Afghanistans undervisningsministerium har budt et Taleban-dekret om ikke at angribe skoler og skræmme skolebørn velkommen. 350 skoler er stadig lukket, da børnenes sikkerhed er truet.
KABUL, 29 March 2011 (IRIN) – Taliban “supreme leader” Mullah Mohammad Omar has issued a decree instructing insurgents not to attack schools and intimidate schoolchildren, according to the Afghan Ministry of Education (MoE).
“In his message to a Taliban military council in Khost Province [southeastern Afghanistan], Mullah Omar said attacks on schools and students are the work of the enemies of Afghanistan and Islam,” MoE spokesman Sefatullah Sapai told IRIN, adding that the Ministry was not in direct contact with the insurgents.
An MoE statement on 29 March “sincerely” welcomed the Taliban’s announcement, and expected its “honest implementation”.
No Taliban spokesperson was immediately available to confirm their reclusive leader’s message on schools.
Over 300 schools have been reopened in secure parts of the country over the past year, after tribal councils were given the nod by powerful insurgents.
About 350 schools are still closed mainly due to insecurity and threats, thus depriving over 200,000 children of an education, MoE said.
During their rule in Afghanistan (1996-2001), the Taliban barred females from attending schools or colleges.
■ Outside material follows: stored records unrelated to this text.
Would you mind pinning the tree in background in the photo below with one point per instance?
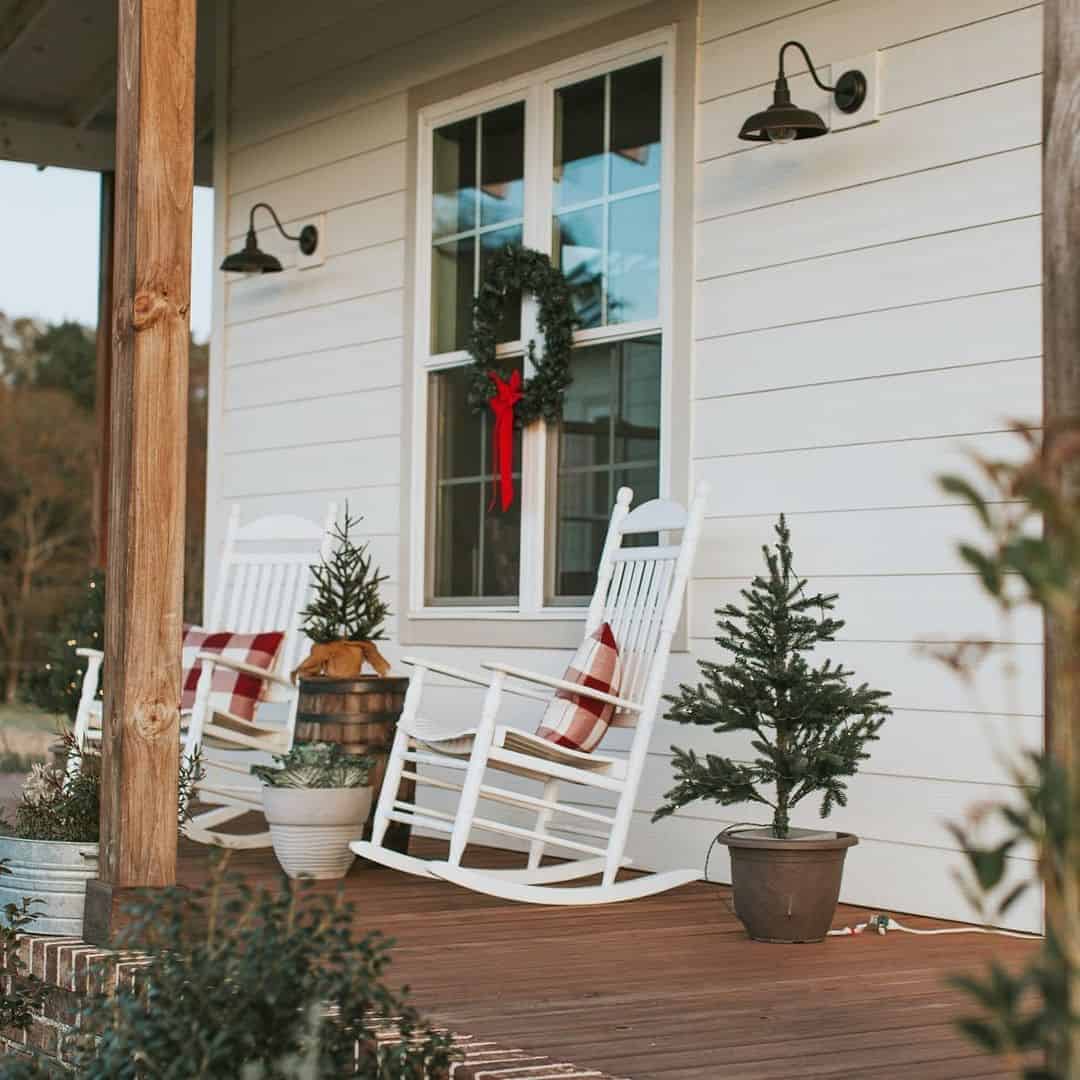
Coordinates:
(46, 391)
(1028, 553)
(46, 453)
(63, 359)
However, MoE says there are currently 2.4 million girls and almost five million boys enrolled at 13,000 schools across the country.
“We plan to reopen all the closed schools and build 1,000 new schools in 2011,” said Sapai.
Despite the reported progress, about 4.5 million school-age children are deprived of an education due to various social, economic and security problems, according to MoE.
A group of 16 local and foreign aid agencies warned in a report on 24 February that girls’ education was at risk in Afghanistan due to “poverty, growing insecurity, a lack of trained teachers, neglect of post-primary education and poorly equipped schools”.
Literacy rates in Afghanistan are among the lowest in the world – 18 percent for females and 49
percent males. Such rates exacerbate poverty and cause other problems, according to the UN Children’s Fund.